At the start of this lab, we created `X_test` and `y_test`. Prepare `X_test` the same way that `X_train` and `X_val` have been prepared. This includes scaling, adding interactions, and adding polynomial terms.

In [85]:
# Your code here
X_test_scaled = scaler.transform(X_test)
X_test = pd.DataFrame(X_test_scaled, columns=X.columns)

for record in top_seven_interactions:
    col1, col2 = record[0]
    new_col_name = col1 + " " + col2
    X_test[new_col_name] = X_test[col1] * X_test[col2]
    
for (col, degree, _) in top_polynomials.values:
    poly = PolynomialFeatures(degree, include_bias=False)
    poly_test = pd.DataFrame(poly.fit_transform(X_test[[col]]),
                                               columns=poly.get_feature_names([col]))
    X_test = pd.concat([X_test.drop(col, axis=1), poly_test], axis=1)

### Evaluation

Using either `RFE` or `Lasso`, fit a model on the complete train + validation set, then find R-Squared and MSE values for the test set.

In [86]:
# Your code here
final_model = Lasso(alpha=10000)
final_model.fit(pd.concat([X_train, X_val]), pd.concat([y_train, y_val]))

print("R-Squared:", final_model.score(X_test, y_test))
print("MSE:", mean_squared_error(y_test, final_model.predict(X_test)))

ValueError: matmul: Input operand 1 has a mismatch in its core dimension 0, with gufunc signature (n?,k),(k,m?)->(n?,m?) (size 10 is different from 25)

## Level Up Ideas (Optional)

### Create a Lasso Path

From this section, you know that when using `Lasso`, more parameters shrink to zero as your regularization parameter goes up. In scikit-learn there is a function `lasso_path()` which visualizes the shrinkage of the coefficients while $alpha$ changes. Try this out yourself!
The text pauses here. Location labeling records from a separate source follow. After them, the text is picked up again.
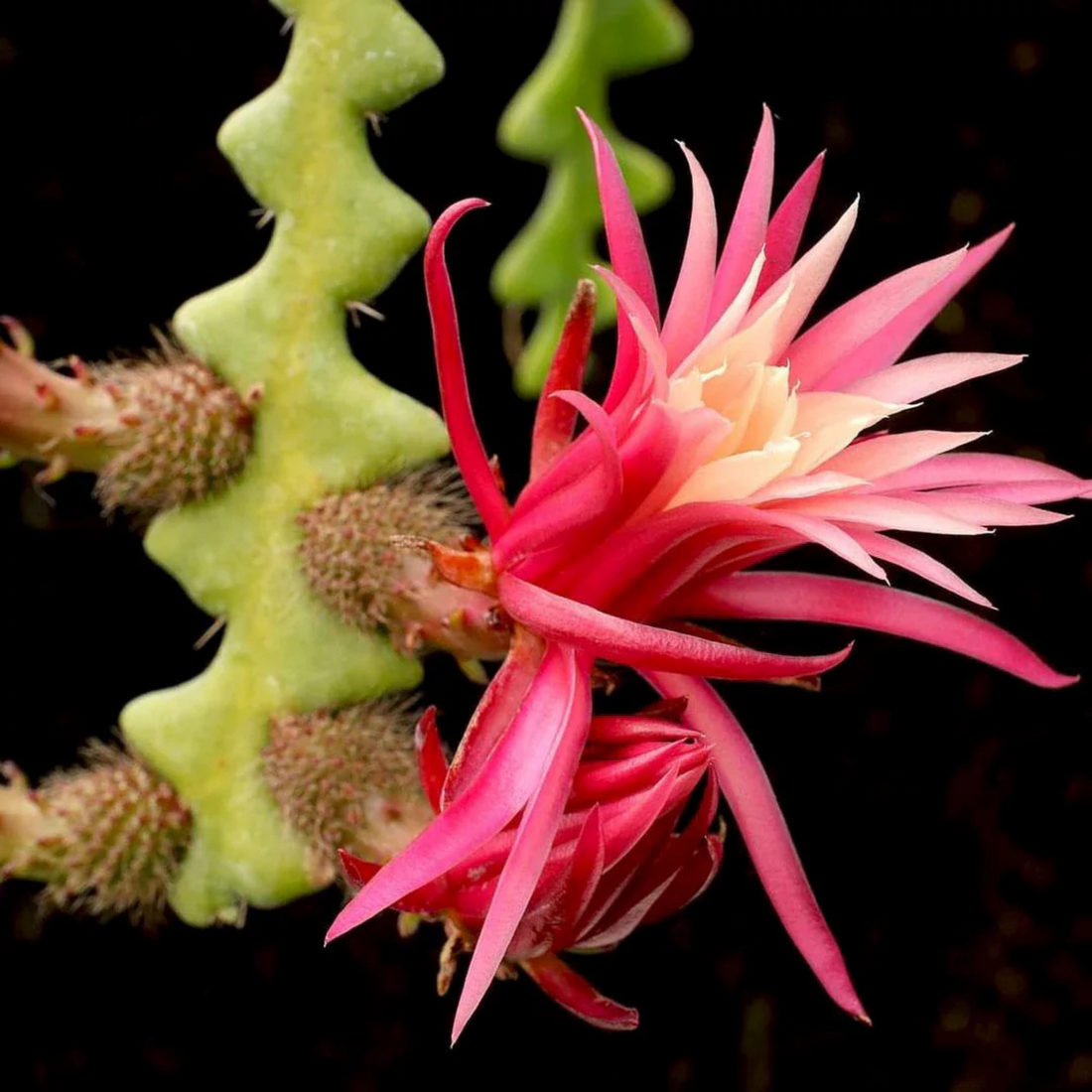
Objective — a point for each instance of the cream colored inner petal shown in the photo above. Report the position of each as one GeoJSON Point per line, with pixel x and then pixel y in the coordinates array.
{"type": "Point", "coordinates": [738, 477]}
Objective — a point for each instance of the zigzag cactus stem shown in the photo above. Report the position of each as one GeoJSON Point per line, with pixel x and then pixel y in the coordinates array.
{"type": "Point", "coordinates": [597, 42]}
{"type": "Point", "coordinates": [341, 232]}
{"type": "Point", "coordinates": [347, 778]}
{"type": "Point", "coordinates": [364, 553]}
{"type": "Point", "coordinates": [160, 430]}
{"type": "Point", "coordinates": [106, 838]}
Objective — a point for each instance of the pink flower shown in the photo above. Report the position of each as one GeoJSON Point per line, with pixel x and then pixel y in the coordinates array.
{"type": "Point", "coordinates": [728, 437]}
{"type": "Point", "coordinates": [615, 860]}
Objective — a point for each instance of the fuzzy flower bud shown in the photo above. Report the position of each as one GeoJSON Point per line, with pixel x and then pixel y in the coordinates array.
{"type": "Point", "coordinates": [371, 556]}
{"type": "Point", "coordinates": [106, 838]}
{"type": "Point", "coordinates": [159, 432]}
{"type": "Point", "coordinates": [347, 778]}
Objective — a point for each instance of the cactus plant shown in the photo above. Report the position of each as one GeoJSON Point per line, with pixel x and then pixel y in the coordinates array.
{"type": "Point", "coordinates": [324, 427]}
{"type": "Point", "coordinates": [597, 41]}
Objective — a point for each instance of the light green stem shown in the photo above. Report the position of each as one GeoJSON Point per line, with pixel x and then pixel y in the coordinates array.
{"type": "Point", "coordinates": [342, 231]}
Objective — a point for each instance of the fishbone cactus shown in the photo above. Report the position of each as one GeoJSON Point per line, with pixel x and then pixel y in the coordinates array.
{"type": "Point", "coordinates": [323, 426]}
{"type": "Point", "coordinates": [597, 41]}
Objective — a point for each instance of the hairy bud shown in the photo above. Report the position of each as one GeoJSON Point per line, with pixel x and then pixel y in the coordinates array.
{"type": "Point", "coordinates": [106, 838]}
{"type": "Point", "coordinates": [347, 778]}
{"type": "Point", "coordinates": [361, 554]}
{"type": "Point", "coordinates": [159, 432]}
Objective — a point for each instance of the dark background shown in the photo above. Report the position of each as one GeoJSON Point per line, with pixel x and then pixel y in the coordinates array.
{"type": "Point", "coordinates": [942, 809]}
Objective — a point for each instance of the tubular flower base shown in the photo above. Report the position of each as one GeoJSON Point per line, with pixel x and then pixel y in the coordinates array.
{"type": "Point", "coordinates": [615, 859]}
{"type": "Point", "coordinates": [159, 432]}
{"type": "Point", "coordinates": [730, 435]}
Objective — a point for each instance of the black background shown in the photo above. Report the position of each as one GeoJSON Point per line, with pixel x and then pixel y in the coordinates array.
{"type": "Point", "coordinates": [941, 809]}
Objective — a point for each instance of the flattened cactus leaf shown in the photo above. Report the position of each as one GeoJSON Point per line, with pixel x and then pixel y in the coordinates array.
{"type": "Point", "coordinates": [342, 231]}
{"type": "Point", "coordinates": [597, 41]}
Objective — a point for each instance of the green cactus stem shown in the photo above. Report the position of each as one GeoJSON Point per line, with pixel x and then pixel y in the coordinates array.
{"type": "Point", "coordinates": [341, 232]}
{"type": "Point", "coordinates": [597, 41]}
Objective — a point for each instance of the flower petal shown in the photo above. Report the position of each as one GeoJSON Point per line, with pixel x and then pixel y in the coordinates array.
{"type": "Point", "coordinates": [554, 419]}
{"type": "Point", "coordinates": [800, 597]}
{"type": "Point", "coordinates": [747, 232]}
{"type": "Point", "coordinates": [559, 982]}
{"type": "Point", "coordinates": [508, 778]}
{"type": "Point", "coordinates": [747, 789]}
{"type": "Point", "coordinates": [455, 394]}
{"type": "Point", "coordinates": [646, 646]}
{"type": "Point", "coordinates": [533, 841]}
{"type": "Point", "coordinates": [686, 317]}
https://scikit-learn.org/stable/auto_examples/linear_model/plot_lasso_coordinate_descent_path.html#sphx-glr-auto-examples-linear-model-plot-lasso-coordinate-descent-path-py

### AIC and BIC for Subset Selection

This notebook shows how you can use AIC and BIC purely for feature selection. Try this code out on our Ames housing data!

https://xavierbourretsicotte.github.io/subset_selection.html

## Summary

Congratulations! You now know how to apply concepts of bias-variance tradeoff using extensions to linear models and feature selection.